SpeedySpeech: Efficient Neural Speech Synthesis (2008.03802v1)

Abstract: While recent neural sequence-to-sequence models have greatly improved the quality of speech synthesis, there has not been a system capable of fast training, fast inference and high-quality audio synthesis at the same time. We propose a student-teacher network capable of high-quality faster-than-real-time spectrogram synthesis, with low requirements on computational resources and fast training time. We show that self-attention layers are not necessary for generation of high quality audio. We utilize simple convolutional blocks with residual connections in both student and teacher networks and use only a single attention layer in the teacher model. Coupled with a MelGAN vocoder, our model's voice quality was rated significantly higher than Tacotron 2. Our model can be efficiently trained on a single GPU and can run in real time even on a CPU. We provide both our source code and audio samples in our GitHub repository.

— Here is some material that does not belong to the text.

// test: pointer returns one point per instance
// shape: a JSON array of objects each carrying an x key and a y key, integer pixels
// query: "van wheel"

• The paper presents a novel teacher-student framework that simplifies traditional TTS architectures by eliminating self-attention in the student network.
• The model achieves synthesis 49× faster than real time on GPU and 5× on CPU while delivering superior user-rated audio quality.
• It introduces a data augmentation technique to mitigate sequential error propagation, enhancing overall training robustness and stability.

SpeedySpeech: Efficient Neural Speech Synthesis

The paper presents SpeedySpeech, a novel approach to neural text-to-speech (TTS) synthesis designed to address the persistent challenges of fast training, speedy inference, and high-quality audio output. Traditional sequence-to-sequence models such as Tacotron 2, though successful in generating high-quality speech, often demand significant computational resources and lengthy training and inference times. SpeedySpeech seeks to mitigate these limitations, presenting a streamlined, fully convolutional architecture that offers both efficiency and quality.

Model Architecture

SpeedySpeech innovatively employs a teacher-student framework reminiscent of FastSpeech, but with several critical differences. The teacher network in SpeedySpeech is responsible for phoneme duration extraction and employs a deep convolutional network fused with a single attention layer to align phonemes with corresponding spectrogram frames, using the framework of Deep Voice 3 and DCTTS. On the other hand, the student network is entirely convolutional and non-autoregressive, tasked with spectrogram synthesis. It is designed to predict phoneme durations before decoding them into mel-scale spectrograms.

A distinctive aspect of SpeedySpeech is the omission of self-attention layers in the student network. These are frequently integral to similar models for order induction and feature aggregation but are shown here to be unnecessary for achieving high-quality synthesised speech. This simplification contributes to a more efficient model by reducing computational complexity without compromising the output quality.

Performance Evaluation

The results presented in the paper indicate significant improvements over existing benchmarks. SpeedySpeech's voice quality, when paired with a MelGAN vocoder, surpasses Tacotron 2, as evidenced by higher user ratings in a MUSHRA-like survey.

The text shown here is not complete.